Flood Risk Projection Using a Hybrid Simulation Technique
Abstract. Future climate conditions project an increase in the frequency and severity of flooding in many regions of the world. Evaluation of candidate flood adaptation strategies must consider risk assessment methods that capture scenario-based loss and damage (L&D) for cost-benefit analysis. There is a need to develop tools that improve understanding of a region’s risk exposure while recognizing data and resource limitations available for this purpose. This study aims to address this gap by employing a novel approach that utilizes historic L&D data with an eye towards the current end-tail of extreme flood events as a prognosticator of what the future might hold. A hybrid Monte Carlo simulation technique is deployed to develop flood L&D projections under future climate change scenarios and used to estimate return periods of extreme flood events. Application of this methodology is illustrated in a case study using the Northeast region of the United States. The results show decreases in expected return periods of large flooding events, thereby expanding the geographic area of increased risk. These findings suggest this approach could function as a promising screening tool to help guide local flood adaptation planning, including the possibility of adopting this approach for other extreme weather events.
General comments:
The paper attempts to contribute to the theme of future projections of flood risk in a portion of the US, using a novel hybrid approach. One of the key asset is the good quality of the loss and damage dataset used. Unfortunately, I found the article far from publication standards for scientific articles as it is lacking on several aspects, including:
- Some methods seems to be proposed in this work without adequate proofs of their trustability nor any validation on past data.
- Questionable assumptions, perhaps the most relevant one being that changes in the impact of flooding is assumed dependent on the projected changes in mean annual precipitation.
- Incomplete representation of data and methods, which makes results not reproducible.
- Little practical value of results.
- Use of non standard article structure, mixing literature, methods, results, discussions and conclusions in different sections, making the reading more difficult.
More details in the specific comments below.
Specific comments
The introduction is rather chaotic; its structure should be improved. Please use a more standard structure including topic and statement of the problem, brief review of studies assessing this problem, progressively narrowing down to studies which are the most relevant /similar to the one presented, what is missing to the current understanding and why it is important, how this paper is going to improve the state of the art (here some information on the proposed work). In the current version these points are partly missing and those included are scattered in mixed order.
P3, l1-2: this sentence should be placed in the discussion or conclusions.
P4, l7: The section heading does not reflect its content.
P4, l9-22: This part is particularly confusing. It should be restructured, made clearer, so that the reader can understand the key steps involved in the methodology.
P4, l37: where does this equation come from?

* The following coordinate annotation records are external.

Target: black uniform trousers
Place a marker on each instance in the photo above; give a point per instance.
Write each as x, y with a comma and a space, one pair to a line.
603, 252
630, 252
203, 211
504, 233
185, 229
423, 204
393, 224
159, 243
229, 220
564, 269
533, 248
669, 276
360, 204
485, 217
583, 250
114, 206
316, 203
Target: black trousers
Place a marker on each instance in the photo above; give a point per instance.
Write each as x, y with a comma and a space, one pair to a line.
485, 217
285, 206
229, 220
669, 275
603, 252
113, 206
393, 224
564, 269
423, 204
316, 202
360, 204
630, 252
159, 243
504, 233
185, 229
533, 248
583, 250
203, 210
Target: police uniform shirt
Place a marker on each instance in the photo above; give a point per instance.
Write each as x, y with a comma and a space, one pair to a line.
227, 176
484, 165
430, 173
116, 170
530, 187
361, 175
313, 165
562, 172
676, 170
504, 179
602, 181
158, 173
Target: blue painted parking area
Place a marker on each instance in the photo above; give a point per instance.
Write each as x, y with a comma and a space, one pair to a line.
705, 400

Please cite the relevant papers. If it’s the one taken from the work by Doktycz et al (2022) it should be clarified better in the text, including some performance scores on observed data to prove its value.
P5, l31-36: I don’t understand the reasoning behind this type of approach. Is it proposed here for the first time or taken from some literature work? In the latter case it should be cited.
P6, l8-10: This should be moved to the results
P6, l18-23: Change in the cost of flooding dependent on the projected changes in mean annual precipitation is over-simplistic. It does not reveal information on the intra-annual variability and given the large non-linearities involved it is not an acceptable assumption. Exceptionally, it could be used if a dedicated analysis is performed on observed data in the selected region, demonstrating that for the past decades such a trend was observed.
Figure 2 is not very relevant, especially as it focuses on temperatures and the submitted article is about precipitation and flooding.
P9, l15 to P10, l3: All this is about methods, rather than results.
Figure 3: Which scenario does the “shifted distribution” refer to? Also, the log-transformed damage is not much of practical use. Why not keeping original damage values and adapting the x-axis with logarithmic tick marks and labels?
I have quite some concerns on the choice of the scenarios shown.
First of all, choosing only one return period of event magnitude reduces a lot the relevance of the work, given that flood impacts are the result of an integral of different event magnitudes with their respective return periods where, depending on the shape of the loss function, smaller but frequent events can weigh more or less than very rare but catastrophic events.
Second, reading the text it sounds like 100-year return-period scenarios are extracted by several 20-year datasets. So even if the monte carlo approach increase the number of samples, extracting 100-year events from 20-year samples drastically increases the estimation uncertainty. Given that these are synthetic data, why didn’t you choose to work with 100-year long (or more) samples?
Third, the authors list quite a number of combinations, obtained by mixing SSPs, time frames, shifts of the body and the tail of the distributions. However, given all the arbitrary assumptions, the uncertainties in data and methods and the choice of only one return period, it sounds more like a simulation experiment but results have little practical use in terms of relevance for steering climate mitigation or adaptation policies.
Conclusions: first paragraph is more suitable for the Introduction. The second paragraph reads like part of the discussion section.